La mayor ha tenido ya media
docena de novios, que conoció en el Pinar, y entre ellos un joven de Fernando
Poo, que está aquí haciéndose farmacéutico; pero el Sr. Martínez, padre, supo
que los ascendientes del joven habían sido indios bravos, y que él había pasado
su niñez en las ramas de un cocotero, y por no exponerse al salto atrás, en
caso de procreación, se opuso al casamiento de su hija con aquel mono de la
facultad de farmacia.
La chica entonces se puso en
relaciones con un filipino, color de chocolate, que se barnizaba el cutis como
si fuera una cómoda, y con él se hubiera casado a no ser por el Sr. Martínez, que averiguó que el filipino
no tenía nada absolutamente.
En el momento de presentar a mis
lectores a la familia Martínez, el padre ha notado que sus tres niñas son
objeto de las miradas de los señoritos elegantes, y las dice en voz baja:
Discreción, hijas; mucha
discreción. La mujer es como el cristal, que se empaña con el aliento.

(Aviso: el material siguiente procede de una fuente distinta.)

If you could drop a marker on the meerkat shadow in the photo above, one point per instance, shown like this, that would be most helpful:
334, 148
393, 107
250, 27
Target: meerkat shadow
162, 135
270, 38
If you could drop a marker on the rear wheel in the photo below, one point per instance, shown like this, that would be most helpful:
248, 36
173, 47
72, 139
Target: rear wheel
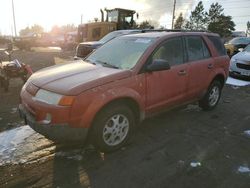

Porque el Sr. Martínez, que es
viudo desde su más tierna edad, cifra todas sus esperanzas en despachar a las
niñas con el mayor decoro posible.
Es hombre pundonoroso y
buscavidas, que lo mismo establece un servicio de judías verdes a domicilio,
como funda una agencia para colocar amas secas desacomodadas; pero sin que
abandone por eso el porvenir de sus hijas;
y cada vez que les salía un novio en el Pinar, revolvía el mundo entero
para adquirir informes en averiguación de los antecedentes del interesado.
En cierta ocasión, su hija Pura
fue requerida de amores, junto a la guantería de los Calatravas, por un chico
de Daimiel llamado Manolo, concurrente asiduo al paseo del Pinar, y a Daimiel
se marchó Martínez a buscar informes. Veinte y cuatro horas después, Pura
recibía el siguiente telegrama:
«Manolo resultó presbítero.
Devuélvele carta, palo, retrato. Yo le reventaré sin reparara carácter sagrado.
Ahoga latidos corazón. – Aquilino»
Muchas decepciones ha
experimentado la familia Martínez en el Pinar; pero esto no impide que vean con
disgusto la desaparición de aquellos pinos, algunos de los cuales parecían
querer decir a los abonados:
–Pasead y sed felices, que
nosotros hemos sido plantados aquí para guareceros y amaros, ¡oh cursis!
LUIS
TABOADA
Diario
de Pontevedra 4 de mayo de 1897
El autor: Luis Taboada y Coca (Vigo, 6 de octubre de 1848-Madrid, 18 de febrero de 1906) fue un periodistas, humorista y escritor español.